Around New England

Maine’s Trump-Leaning Congressional District May Get A Little Less Conservative Because of Census Shift

August 14, 2021

Maine’s Trump-supporting Second Congressional District in the central and northern parts of the state may become marginally more Democratic next year, because of a shift in population that will require a redrawing of district lines.

About 23,000 people who currently live in what The Bangor Daily News calls the “reliably liberal” Maine First Congressional District will have to be moved into the more conservative Second district for the 2022 elections because of new U.S. Census data, the newspaper reports.

That may make re-election easier for U.S. Representative Jared Golden, a Democrat who squeaked into office in 2018 after losing a plurality of votes thanks to ranked-choice voting, which allowed him to pick up second-choice and third-choice selections from two lesser candidates because the plurality-vote-getting Republican didn’t win an outright majority in the first count.

That Republican, former congressman Bruce Poliquin, is among three GOP candidates in 2022 for what is now Golden’s seat.

New England currently has zero Republicans representing the six-state region’s 21 congressional districts. Maine U.S. Senator Susan Collins is the only Republican among the region’s 12 senators.

Republicans are looking to take over Congress in the elections next year, since both the U.S. House and the U.S. Senate are closely split between the two major parties and since the party that doesn’t hold the White House usually makes significant gains during the mid-presidential-term elections.

Possible breakthroughs in New England include one of New Hampshire’s U.S. Senate seats, where incumbent Maggie Hassan, a Democrat, may encounter popular Republican governor Chris Sununu or possibly Scott Brown; and Maine’s Second district, which voted for Donald Trump for president in both 2016 and 2020, giving him a single electoral vote each time.

The state is one of two in the country that divvy up electoral votes by congressional district. (The other is Nebraska.)  Maine’s Second district provided Trump with his only electoral vote in New England each time.

Democrats in Maine legislature control redistricting.

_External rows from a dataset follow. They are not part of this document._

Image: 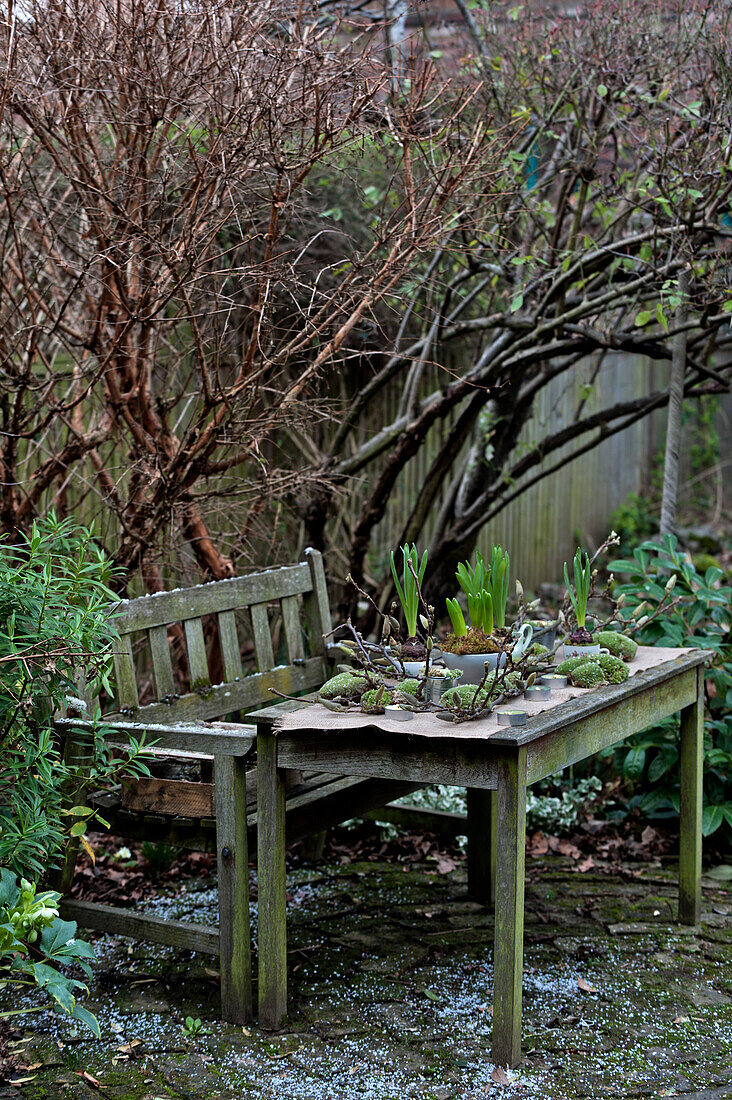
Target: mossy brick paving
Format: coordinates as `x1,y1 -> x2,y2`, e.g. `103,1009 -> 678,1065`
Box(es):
0,857 -> 732,1100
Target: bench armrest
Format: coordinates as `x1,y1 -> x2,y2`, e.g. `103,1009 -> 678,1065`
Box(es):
55,715 -> 256,757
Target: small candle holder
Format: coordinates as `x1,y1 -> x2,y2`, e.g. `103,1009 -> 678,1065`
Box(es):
495,706 -> 526,726
540,672 -> 567,688
384,705 -> 414,722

They hold a majority in each chamber. The governor, Janet Mills, is also a Democrat. (She faces a likely stiff challenge in 2022 from former governor Paul LePage, a Republican, who left office in 2018 because of term limits.)

Overall, the state’s population grew about 2.6 percent between 2010 and 2020. But while the richer southern portion of the state increase, people were more likely to leave the poorer central and northern portions of the state. The city of Bangor lost about 4 percent of its population, according to The Bangor Daily News. Some rural counties lost between 4 and 6 percent.